Missed tackles, blown assignments and too many long drives have hampered the Jets, though the ineffective offense has kept them on the field way too long. The team has three touchdowns passing.

“Maybe the hype got to us a little bit,” defensive end John Abraham said. “Maybe it did relax us a little bit. But there’s still no reason for us to be 2-5.”

Whether the Jets can turn things around is irrelevant when it comes to planning for next season. They will be left with an aging corps on offense and a quarterback whose future is uncertain. The Jets will be forced to bring back Pennington because of his huge salary-cap number of $12 million, but they might ask him to defer some money. They need to bring in another quarterback to compete for the starting job.
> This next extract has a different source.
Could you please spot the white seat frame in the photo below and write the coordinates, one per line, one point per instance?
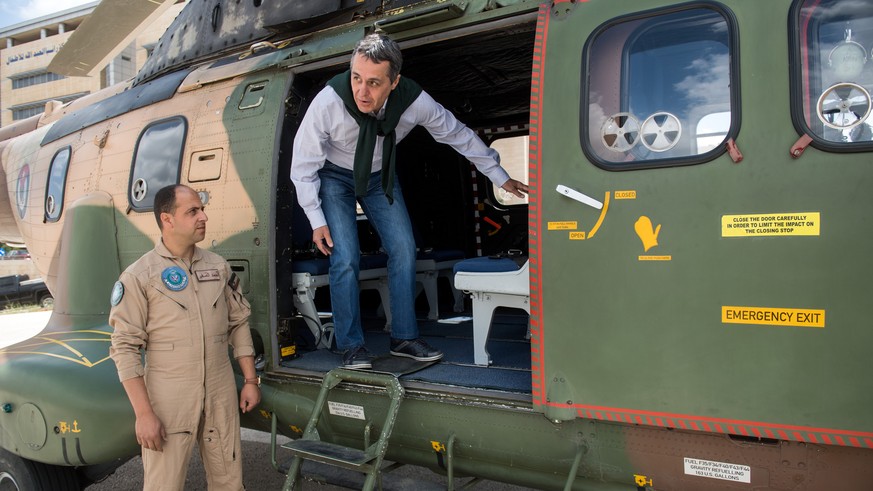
(489, 291)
And what about Martin and Mawae. The 32-year-old Martin is due to count $8.1 million against the cap, and he might also be asked to take a cut.

Mawae, 34, is due $4.5 million, so the Jets also must make a hard decision on him. This could be a vastly different Jets team in 2006.

But for now, the Jets are worried about whether they can mount an unlikely run to Detroit.

“You can’t let your circumstances become a part of what you are,” coach Herman Edwards said. “You have to find a way to get out of it.”